Ellis Achong

Personal information
- Full name: Ellis Edgar Achong
- Born: 16 February 1904 Belmont, Trinidad and Tobago
- Died: 30 August 1986 (aged 82) St. Augustine, Trinidad and Tobago
- Nickname: Puss
- Batting: Left-handed
- Bowling: Slow left-arm orthodox Slow left-arm wrist-spin

International information
- National side: West Indies;
- Test debut (cap 22): 1 February 1930 v England
- Last Test: 28 January 1935 v England

Domestic team information
- 1929–1935: Trinidad

Umpiring information
- Tests umpired: 1 (1954)

Career statistics
| Competition | Test | First-class |
| Matches | 6 | 38 |
| Runs scored | 81 | 503 |
| Batting average | 8.10 | 14.37 |
| 100s/50s | 0/0 | 0/0 |
| Top score | 22 | 45 not out |
| Balls bowled | 918 | 7,799 |
| Wickets | 8 | 110 |
| Bowling average | 47.25 | 30.23 |
| 5 wickets in innings | 0 | 3 |
| 10 wickets in match | 0 | 1 |
| Best bowling | 2/64 | 7/73 |
| Catches/stumpings | 6/– | 20/– |
- Source: Cricinfo, 3 February 2009

= Ellis Achong =

West Indian cricketer

Ellis Edgar Achong (16 February 1904 – 29 August 1986) was a sportsman from Trinidad and Tobago in the West Indies. He played cricket for the West Indies and was the first person of known Chinese descent to play in a Test match.
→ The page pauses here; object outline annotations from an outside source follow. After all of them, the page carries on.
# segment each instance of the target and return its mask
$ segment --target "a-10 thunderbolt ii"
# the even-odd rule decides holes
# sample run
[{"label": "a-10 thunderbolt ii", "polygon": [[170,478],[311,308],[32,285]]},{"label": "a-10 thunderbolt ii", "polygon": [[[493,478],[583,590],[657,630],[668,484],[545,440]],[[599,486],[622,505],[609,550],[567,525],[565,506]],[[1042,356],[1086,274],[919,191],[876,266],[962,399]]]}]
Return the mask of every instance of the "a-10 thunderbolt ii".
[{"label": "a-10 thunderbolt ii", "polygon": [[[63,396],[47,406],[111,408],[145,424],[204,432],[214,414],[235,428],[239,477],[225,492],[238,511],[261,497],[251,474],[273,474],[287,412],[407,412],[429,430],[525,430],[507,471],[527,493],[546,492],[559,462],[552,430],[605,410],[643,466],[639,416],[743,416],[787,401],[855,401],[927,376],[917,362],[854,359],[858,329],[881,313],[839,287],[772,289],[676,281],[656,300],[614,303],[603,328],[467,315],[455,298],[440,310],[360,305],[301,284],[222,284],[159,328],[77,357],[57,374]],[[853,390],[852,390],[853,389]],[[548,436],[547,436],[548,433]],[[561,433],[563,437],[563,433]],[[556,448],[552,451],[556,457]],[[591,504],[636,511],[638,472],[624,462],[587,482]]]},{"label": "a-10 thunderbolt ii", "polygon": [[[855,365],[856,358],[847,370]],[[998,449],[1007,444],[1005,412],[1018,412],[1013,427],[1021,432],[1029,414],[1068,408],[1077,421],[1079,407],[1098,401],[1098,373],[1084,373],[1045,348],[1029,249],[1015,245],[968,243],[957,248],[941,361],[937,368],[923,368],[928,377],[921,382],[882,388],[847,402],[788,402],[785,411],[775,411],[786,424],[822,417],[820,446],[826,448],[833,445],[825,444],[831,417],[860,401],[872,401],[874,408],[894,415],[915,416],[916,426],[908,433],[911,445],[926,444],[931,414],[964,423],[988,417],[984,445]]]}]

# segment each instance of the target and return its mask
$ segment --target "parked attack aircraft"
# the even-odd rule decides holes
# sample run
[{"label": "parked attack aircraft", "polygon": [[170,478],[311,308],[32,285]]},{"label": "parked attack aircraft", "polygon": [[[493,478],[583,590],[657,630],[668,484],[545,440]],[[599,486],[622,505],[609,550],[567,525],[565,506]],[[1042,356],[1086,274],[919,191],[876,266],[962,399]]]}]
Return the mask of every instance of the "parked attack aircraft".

Achong was born in Belmont, Port of Spain. He played football as a left-winger for a local team, Maple, in the 1920s and 1930s, and represented Trinidad and Tobago from 1919 to 1932.

Achong is better known for playing cricket. He was mainly a bowler. His stock ball was left-arm orthodox spin (left-arm finger spin). After bowling Walter Robins stumped at Old Trafford in 1933, it is reputed that Robins said to the umpire, Joe Hardstaff Sr., "fancy being done by a bloody Chinaman". Learie Constantine is said to have replied: "Do you mean the bowler or the ball?" An unorthodox left-arm spin delivery (spinning from the off side to the leg side for a right-handed batsman) was sometimes known as a "chinaman" delivery, although the term is now rarely used. However, Achong did not bowl unorthodox left-arm spin – the first Test player to do so is believed to be Charles Llewellyn of South Africa.
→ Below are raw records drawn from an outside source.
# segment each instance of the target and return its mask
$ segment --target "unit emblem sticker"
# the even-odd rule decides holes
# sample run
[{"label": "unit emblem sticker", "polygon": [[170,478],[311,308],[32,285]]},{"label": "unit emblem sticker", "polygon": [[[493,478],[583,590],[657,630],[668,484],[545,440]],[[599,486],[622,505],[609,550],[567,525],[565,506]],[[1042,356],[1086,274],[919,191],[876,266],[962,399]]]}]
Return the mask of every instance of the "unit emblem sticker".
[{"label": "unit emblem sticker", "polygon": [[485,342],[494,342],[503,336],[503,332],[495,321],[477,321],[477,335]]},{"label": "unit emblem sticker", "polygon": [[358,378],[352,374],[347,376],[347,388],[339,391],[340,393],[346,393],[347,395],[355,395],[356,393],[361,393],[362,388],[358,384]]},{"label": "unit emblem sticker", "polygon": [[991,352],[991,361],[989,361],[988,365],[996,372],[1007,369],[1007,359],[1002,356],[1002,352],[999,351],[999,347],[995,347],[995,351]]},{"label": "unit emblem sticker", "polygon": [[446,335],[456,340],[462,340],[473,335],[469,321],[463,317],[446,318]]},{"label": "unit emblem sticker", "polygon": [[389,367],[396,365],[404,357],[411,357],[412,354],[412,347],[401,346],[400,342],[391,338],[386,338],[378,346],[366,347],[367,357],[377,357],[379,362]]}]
Achong played in six Test matches for the West Indies against the English cricket team from 1930 to 1935, three in the West Indies and three in the 1933 tour of England. In all, Achong took eight Test wickets at a bowling average of 47.25, but his Test figures belie his much greater success at regional level in the West Indies between 1929–30 and 1934–35. In the final of the Inter-Colonial Tournament of 1931–32, he took 3 for 74 and 7 for 73 to bowl Trinidad to victory over British Guiana.
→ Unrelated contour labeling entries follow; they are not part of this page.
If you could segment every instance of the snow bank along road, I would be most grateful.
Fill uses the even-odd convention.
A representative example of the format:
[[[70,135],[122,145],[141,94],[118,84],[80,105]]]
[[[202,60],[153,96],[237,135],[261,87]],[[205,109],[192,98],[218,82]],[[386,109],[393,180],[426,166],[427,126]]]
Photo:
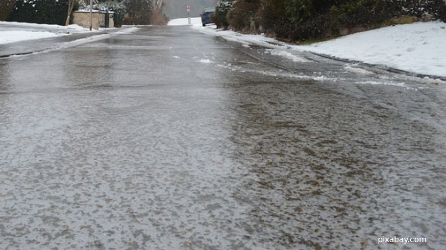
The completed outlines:
[[[187,23],[172,20],[171,25]],[[231,31],[202,27],[199,18],[193,27],[233,41],[282,49],[308,51],[371,64],[385,65],[418,74],[446,78],[446,24],[416,23],[360,32],[307,46],[291,45],[262,35],[243,35]]]
[[[0,22],[0,58],[48,52],[134,32],[134,27],[90,31],[75,25],[67,26]]]
[[[445,85],[274,50],[142,27],[0,60],[0,249],[443,249]]]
He married during the 1933 tour of England and settled in Manchester. After his last Test match, he continued to play cricket for several clubs in the Lancashire Leagues until 1951, taking more than 1,000 wickets, including 10 in an innings for Burnley against Todmorden in 1945.

He returned to Trinidad and Tobago in 1952, and stood as a Test umpire in the 4th Test between West Indies and England at Port of Spain in March 1954, a high-scoring draw in which West Indies scored an imposing 681 for 8 declared, with the 3 "W"s (Everton Weekes, Frank Worrell and Clyde Walcott) all scoring centuries in West Indies' first innings, and Peter May and Denis Compton doing the same in England's 537 in reply.

Achong later became a sports coach with the Trinidad and Tobago Ministry of Education, coaching and selecting the Trinidad and Tobago cricket team. He died aged 82 in St. Augustine.